普通の首相なら、「桜を見る会」の私物化が明瞭になった段階で辞任しているだろう。11月15日夕、唐突にぶらさがり会見が行われた。それだけ焦り、追い詰められているということだろうか。出席者名簿を大急ぎで廃棄した安倍政権。官僚たちは、首根っこを内閣人事局に抑えられているから、いまは何もいえず、ただ面従腹背なのだろう。しかし、官僚たちも我慢の限界に近づいているのではないか。「綻び」があちこちに生まれている。それがスキャンダルになり、また大臣が辞任する。
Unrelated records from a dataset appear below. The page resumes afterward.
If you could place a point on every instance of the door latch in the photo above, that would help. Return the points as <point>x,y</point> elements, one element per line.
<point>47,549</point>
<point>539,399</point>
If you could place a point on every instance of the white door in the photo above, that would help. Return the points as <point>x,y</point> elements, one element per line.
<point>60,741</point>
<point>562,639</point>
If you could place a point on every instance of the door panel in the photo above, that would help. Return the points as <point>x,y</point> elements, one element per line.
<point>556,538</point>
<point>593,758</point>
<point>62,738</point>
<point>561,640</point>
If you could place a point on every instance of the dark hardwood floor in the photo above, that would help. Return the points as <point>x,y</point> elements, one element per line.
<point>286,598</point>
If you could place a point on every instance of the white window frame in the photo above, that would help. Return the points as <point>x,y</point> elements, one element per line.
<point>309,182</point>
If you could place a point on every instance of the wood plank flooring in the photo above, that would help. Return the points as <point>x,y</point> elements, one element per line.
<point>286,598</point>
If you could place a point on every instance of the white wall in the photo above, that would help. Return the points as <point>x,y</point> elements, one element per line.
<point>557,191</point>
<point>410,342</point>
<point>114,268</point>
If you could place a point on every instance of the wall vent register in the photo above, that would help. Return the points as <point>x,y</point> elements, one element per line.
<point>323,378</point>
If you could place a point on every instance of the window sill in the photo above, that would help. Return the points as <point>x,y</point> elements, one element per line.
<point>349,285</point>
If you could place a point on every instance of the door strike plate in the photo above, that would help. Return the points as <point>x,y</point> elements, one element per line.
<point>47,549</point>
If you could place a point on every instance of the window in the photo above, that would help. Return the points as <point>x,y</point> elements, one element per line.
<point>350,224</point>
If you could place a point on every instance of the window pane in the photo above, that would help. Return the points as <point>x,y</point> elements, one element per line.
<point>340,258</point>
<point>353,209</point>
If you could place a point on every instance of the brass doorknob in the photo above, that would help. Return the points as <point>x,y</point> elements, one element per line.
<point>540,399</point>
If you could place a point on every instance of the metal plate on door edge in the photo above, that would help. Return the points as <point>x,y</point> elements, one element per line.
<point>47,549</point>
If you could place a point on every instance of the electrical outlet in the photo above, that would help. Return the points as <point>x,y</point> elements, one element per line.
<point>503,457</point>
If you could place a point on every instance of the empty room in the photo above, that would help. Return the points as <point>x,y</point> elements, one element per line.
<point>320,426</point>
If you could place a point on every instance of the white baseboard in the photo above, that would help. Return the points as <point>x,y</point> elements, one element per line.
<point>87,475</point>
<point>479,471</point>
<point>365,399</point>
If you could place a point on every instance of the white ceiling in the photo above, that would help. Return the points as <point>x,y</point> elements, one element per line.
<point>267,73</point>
憲法研究者の蟻川恒正は、森友学園問題における公文書の改ざんの問題を論ずるなかで、「全体の奉仕者であつて、一部の奉仕者ではない」(憲法15条2項)ところの公務員の仕事は、「政治家に「お仕えする」ことでも、政治家とその身内を守ることでもない。・・・文書管理を含めた日常業務を真面目に行うことである。そうすることが、公務員が「全体の奉仕者」でいられる最低限の方法である。現在「行政権の行使」(憲法66条3項)に当たっている内閣が壊したのは、「行政権」(憲法65条)そのものである。」と指摘している(「(憲法季評)文書改ざんの構造―公務員の「常識」を壊すな」(『朝日新聞』2018年4月14日付))。「桜を見る会」は、実にわかりやすい形で、公の死滅、権力の私物化を見せつけている。野党によって追及される内閣府の役人たちを見ていると、森友、加計のときと同じことが繰り返されてはいないか。「安倍政権の7年+1年」によって、この国の公行政も歪められ、壊されている。2006年9月25日の直言「「失われた5年」と「失われる○年」―安倍総裁、総理へ」を出してから13年。「無知の無知の突破力」こそ、この首相の本質であると思うに至った。この危ないトップを可及的速やかに取り替えない限り、この国の未来はない。